With option 3, Accumulo could include a hama jar in contrib w/ a link to github.
From the perspective of Accumulo, we have to work this same issue out for lots of projects. For example accumulo could ship with connectors for pig, hive, gora, hama, etc. This increases the # of dependencies that accumulo has that users may not need. Currently the accumulo pig adapter is on github.
Apache Gora seems to be doing option 1. They have gora-core, gora-accumulo, gora-hbase, etc. Each one of these are maven sub projects of Gora. One nice thing about this for the gora case is that all of the gora stores can share test code. For example gora-accumlo extends a test class from gora-core for testing.
I suppose option 1 is bad because hama is a subsystem like map reduce. For example gora and pig depend on map reduce, and its probably ok to make them depend on hbase or accumulo. However, you would not want map reduce or hama to depend on a certain version of accumulo or hbase. If accumulo-1.3 jars were in the map reduce system lib dir, I do not think user accumulo-1.4 jars can override those. I suspect the same is true for hama, which is why option 1 is bad?

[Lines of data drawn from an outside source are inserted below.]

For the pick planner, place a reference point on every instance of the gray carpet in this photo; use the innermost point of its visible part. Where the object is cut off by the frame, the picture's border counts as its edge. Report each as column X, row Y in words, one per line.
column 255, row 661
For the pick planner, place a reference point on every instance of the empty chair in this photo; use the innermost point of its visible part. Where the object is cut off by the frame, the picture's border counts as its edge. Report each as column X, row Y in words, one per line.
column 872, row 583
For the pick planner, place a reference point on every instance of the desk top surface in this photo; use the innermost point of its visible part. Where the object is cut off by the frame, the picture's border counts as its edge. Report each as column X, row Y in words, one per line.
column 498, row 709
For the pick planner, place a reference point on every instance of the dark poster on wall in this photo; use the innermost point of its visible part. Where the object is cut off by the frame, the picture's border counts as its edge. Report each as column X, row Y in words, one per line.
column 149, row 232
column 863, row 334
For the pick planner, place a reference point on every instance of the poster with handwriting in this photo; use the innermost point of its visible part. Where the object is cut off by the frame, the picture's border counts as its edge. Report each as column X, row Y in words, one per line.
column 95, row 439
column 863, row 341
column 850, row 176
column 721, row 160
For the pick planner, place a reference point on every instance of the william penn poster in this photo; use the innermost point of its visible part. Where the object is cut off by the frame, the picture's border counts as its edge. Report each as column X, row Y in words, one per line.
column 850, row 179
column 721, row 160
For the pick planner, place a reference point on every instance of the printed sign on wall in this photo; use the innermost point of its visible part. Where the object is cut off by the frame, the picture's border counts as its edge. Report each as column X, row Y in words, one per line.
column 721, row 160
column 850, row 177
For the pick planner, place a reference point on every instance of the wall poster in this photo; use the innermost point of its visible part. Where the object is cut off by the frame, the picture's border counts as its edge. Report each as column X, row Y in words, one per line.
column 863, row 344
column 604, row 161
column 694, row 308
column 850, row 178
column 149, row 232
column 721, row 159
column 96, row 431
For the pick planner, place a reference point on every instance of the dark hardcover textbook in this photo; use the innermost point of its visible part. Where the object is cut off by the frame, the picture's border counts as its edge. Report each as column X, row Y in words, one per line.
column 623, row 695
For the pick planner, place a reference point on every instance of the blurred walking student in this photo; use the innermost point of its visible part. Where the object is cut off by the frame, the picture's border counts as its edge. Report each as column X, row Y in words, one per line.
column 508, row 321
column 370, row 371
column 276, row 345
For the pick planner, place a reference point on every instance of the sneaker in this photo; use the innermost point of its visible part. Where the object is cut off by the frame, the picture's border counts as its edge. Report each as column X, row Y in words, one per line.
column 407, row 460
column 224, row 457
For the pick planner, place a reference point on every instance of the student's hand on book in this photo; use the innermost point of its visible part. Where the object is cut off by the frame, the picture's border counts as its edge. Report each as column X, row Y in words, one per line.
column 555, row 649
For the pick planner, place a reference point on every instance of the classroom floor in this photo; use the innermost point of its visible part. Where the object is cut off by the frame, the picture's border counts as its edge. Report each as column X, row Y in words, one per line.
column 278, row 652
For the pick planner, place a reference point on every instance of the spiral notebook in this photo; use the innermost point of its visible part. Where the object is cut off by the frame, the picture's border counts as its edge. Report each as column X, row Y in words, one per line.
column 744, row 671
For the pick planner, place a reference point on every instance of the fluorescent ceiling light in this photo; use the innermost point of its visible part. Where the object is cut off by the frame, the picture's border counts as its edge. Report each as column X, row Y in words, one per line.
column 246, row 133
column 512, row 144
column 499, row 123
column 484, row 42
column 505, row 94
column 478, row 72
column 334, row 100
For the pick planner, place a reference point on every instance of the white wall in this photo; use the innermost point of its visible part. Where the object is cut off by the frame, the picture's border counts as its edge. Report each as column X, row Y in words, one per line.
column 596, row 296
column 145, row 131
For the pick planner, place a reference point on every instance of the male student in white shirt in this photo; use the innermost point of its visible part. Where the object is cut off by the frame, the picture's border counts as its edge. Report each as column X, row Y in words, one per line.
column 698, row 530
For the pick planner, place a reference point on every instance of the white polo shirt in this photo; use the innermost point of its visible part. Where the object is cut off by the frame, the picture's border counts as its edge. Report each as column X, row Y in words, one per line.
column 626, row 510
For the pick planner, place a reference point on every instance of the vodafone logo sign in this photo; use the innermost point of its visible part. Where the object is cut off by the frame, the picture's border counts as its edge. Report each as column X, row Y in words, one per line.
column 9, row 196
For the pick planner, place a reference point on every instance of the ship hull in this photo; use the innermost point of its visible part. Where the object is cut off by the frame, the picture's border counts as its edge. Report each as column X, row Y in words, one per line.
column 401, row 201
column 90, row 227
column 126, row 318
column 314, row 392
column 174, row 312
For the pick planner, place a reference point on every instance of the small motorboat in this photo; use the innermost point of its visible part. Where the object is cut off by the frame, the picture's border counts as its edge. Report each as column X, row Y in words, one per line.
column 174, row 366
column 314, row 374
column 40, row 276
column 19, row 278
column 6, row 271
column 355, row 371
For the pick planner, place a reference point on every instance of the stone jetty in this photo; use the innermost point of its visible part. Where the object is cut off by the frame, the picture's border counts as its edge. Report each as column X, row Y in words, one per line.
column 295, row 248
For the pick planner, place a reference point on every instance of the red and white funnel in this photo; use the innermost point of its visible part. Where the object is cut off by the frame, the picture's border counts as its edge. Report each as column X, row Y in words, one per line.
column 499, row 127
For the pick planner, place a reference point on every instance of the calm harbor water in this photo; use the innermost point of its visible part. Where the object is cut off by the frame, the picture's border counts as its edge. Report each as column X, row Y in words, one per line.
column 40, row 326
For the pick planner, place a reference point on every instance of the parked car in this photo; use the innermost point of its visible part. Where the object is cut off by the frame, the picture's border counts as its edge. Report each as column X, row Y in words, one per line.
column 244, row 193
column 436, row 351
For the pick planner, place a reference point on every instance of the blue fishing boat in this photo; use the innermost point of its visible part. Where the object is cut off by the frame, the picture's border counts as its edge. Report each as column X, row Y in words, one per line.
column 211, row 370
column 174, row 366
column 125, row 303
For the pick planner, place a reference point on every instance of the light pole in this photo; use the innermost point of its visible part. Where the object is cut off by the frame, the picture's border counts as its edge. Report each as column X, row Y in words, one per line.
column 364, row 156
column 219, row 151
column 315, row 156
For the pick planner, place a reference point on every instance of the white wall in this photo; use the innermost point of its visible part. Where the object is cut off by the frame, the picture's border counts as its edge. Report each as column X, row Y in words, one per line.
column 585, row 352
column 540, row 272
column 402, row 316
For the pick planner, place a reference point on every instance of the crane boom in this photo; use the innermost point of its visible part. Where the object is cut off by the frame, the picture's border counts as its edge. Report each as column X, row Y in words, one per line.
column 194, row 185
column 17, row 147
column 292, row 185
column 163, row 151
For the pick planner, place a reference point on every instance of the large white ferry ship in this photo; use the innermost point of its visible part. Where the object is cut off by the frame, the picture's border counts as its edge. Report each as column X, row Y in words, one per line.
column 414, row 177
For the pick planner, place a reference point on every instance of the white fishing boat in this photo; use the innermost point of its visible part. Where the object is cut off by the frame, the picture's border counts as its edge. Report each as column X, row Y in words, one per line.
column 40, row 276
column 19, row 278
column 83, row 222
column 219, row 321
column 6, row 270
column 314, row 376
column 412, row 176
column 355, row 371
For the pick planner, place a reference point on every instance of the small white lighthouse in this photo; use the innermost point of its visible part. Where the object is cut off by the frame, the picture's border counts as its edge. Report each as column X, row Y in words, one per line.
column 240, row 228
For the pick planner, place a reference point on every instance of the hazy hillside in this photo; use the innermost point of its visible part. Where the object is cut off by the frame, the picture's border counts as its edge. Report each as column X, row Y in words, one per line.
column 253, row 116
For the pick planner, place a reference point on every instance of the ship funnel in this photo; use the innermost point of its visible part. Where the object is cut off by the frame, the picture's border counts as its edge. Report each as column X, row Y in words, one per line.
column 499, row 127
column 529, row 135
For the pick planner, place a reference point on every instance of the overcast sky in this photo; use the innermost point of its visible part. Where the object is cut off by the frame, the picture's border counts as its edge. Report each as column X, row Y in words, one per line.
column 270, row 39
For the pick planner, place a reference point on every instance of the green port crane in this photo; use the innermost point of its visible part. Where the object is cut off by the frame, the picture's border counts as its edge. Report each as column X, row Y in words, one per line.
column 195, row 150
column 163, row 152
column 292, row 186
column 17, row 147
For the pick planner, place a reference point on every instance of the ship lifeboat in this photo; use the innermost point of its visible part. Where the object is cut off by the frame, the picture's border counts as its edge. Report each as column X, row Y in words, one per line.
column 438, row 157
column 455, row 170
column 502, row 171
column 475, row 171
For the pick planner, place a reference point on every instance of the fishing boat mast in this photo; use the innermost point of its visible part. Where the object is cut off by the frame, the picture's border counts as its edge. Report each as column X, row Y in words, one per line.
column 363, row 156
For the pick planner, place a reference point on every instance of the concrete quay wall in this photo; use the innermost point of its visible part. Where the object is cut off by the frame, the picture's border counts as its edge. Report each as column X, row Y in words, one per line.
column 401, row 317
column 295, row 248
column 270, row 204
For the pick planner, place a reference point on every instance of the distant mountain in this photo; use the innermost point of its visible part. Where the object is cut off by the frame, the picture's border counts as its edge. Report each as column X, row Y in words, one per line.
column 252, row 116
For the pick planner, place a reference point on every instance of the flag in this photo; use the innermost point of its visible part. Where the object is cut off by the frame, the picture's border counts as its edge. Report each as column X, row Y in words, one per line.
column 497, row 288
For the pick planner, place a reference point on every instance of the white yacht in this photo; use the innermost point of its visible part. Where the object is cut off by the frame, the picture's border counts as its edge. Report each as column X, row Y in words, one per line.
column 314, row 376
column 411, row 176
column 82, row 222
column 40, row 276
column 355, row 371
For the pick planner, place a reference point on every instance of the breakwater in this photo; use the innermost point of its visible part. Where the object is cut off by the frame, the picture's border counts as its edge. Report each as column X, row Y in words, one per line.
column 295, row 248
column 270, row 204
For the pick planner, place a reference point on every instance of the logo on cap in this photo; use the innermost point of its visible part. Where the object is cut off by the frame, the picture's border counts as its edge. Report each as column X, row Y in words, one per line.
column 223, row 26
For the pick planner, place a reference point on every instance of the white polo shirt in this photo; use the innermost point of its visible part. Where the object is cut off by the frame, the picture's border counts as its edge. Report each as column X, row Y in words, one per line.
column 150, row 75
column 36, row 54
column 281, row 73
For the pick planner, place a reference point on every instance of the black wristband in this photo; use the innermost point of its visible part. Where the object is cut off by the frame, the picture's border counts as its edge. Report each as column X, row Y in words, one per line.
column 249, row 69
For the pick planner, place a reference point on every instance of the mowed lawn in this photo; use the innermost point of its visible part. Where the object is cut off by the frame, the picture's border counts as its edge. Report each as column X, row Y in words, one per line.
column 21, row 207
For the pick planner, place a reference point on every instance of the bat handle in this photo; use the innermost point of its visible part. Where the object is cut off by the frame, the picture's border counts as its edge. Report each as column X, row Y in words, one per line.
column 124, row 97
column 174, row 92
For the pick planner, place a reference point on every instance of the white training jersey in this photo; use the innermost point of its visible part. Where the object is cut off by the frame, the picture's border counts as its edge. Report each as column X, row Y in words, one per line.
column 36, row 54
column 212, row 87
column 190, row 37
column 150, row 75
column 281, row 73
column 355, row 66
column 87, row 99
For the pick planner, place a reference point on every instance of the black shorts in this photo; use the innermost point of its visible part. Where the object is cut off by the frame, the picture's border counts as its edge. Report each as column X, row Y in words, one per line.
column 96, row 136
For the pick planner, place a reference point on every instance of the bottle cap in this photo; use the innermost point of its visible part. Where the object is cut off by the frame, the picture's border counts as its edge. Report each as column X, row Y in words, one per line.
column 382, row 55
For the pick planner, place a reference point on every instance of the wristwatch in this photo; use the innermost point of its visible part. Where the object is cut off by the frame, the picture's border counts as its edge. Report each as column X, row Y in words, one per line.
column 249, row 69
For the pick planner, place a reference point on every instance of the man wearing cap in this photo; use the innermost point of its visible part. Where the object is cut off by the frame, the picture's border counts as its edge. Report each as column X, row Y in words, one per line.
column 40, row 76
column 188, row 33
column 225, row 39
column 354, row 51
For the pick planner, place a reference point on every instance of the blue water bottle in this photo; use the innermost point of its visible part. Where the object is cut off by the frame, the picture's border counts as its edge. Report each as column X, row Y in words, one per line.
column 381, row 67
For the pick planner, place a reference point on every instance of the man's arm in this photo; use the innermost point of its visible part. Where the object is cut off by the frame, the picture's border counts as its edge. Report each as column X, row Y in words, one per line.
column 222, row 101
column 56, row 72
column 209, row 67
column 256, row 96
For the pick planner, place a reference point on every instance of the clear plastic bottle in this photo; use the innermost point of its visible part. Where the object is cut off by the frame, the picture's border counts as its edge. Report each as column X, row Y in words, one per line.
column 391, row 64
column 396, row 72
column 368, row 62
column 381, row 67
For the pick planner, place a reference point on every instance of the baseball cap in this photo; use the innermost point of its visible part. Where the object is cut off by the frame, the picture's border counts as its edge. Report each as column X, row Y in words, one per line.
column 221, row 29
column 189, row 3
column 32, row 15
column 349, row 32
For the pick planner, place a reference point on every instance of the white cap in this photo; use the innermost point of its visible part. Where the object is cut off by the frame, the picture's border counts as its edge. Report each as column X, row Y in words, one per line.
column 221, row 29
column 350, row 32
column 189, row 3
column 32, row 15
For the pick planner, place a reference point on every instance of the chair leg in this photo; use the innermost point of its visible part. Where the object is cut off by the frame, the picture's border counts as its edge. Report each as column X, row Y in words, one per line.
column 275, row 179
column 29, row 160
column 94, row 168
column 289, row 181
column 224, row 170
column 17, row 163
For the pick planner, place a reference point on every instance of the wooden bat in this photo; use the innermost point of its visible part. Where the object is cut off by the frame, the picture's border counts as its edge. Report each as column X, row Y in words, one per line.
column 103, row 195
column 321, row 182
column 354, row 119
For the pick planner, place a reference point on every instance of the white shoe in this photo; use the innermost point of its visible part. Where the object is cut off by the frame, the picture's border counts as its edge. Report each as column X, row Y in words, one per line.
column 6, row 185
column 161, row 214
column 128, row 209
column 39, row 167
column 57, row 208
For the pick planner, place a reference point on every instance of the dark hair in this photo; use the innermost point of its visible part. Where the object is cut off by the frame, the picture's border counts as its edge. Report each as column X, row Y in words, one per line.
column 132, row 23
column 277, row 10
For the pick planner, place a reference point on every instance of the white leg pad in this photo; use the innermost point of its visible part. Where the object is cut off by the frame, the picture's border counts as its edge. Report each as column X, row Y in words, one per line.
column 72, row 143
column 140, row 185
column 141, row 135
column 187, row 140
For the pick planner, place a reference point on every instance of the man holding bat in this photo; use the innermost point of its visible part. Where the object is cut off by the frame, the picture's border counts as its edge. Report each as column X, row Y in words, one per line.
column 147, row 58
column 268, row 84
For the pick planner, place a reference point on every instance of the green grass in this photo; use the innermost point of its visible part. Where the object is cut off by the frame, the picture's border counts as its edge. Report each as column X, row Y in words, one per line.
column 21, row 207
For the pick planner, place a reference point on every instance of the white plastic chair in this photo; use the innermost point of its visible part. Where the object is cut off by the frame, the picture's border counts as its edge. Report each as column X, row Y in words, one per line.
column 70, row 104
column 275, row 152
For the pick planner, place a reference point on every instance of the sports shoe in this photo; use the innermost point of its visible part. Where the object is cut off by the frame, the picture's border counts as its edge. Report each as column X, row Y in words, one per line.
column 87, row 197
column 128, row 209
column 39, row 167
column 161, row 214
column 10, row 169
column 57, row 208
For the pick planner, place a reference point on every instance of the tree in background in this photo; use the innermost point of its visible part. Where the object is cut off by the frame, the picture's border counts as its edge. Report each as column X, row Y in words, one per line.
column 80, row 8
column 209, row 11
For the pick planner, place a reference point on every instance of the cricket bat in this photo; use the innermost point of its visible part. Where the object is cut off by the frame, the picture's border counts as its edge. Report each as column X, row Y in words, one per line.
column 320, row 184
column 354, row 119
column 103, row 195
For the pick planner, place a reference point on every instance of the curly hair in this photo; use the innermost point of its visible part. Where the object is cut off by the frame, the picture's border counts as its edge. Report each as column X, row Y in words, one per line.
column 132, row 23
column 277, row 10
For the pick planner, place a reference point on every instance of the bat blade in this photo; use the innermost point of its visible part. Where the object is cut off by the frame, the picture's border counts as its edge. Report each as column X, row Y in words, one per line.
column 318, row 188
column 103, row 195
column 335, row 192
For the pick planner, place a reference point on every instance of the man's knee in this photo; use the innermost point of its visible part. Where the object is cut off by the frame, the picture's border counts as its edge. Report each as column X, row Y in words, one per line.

I wrote the gora-accumulo backend and then I wrote goraci (https://github.com/keith-turner/goraci). To make goraci easy to run I wrote a slightly complex script and pom. Maybe I was being a bit OCD, but when I ran goraci against accumulo I only wanted the jars that were needed on the classpath. For example, I did not want hbase jars when running goraci against accumulo and visa versa. So what steps would the user have to go through to have hama read from accumulo w/ options 2 vs 3? Seems like the main diff is add one extra jar to the classpath? Is there any other burden? Its nice to make things as easy as possible for the user.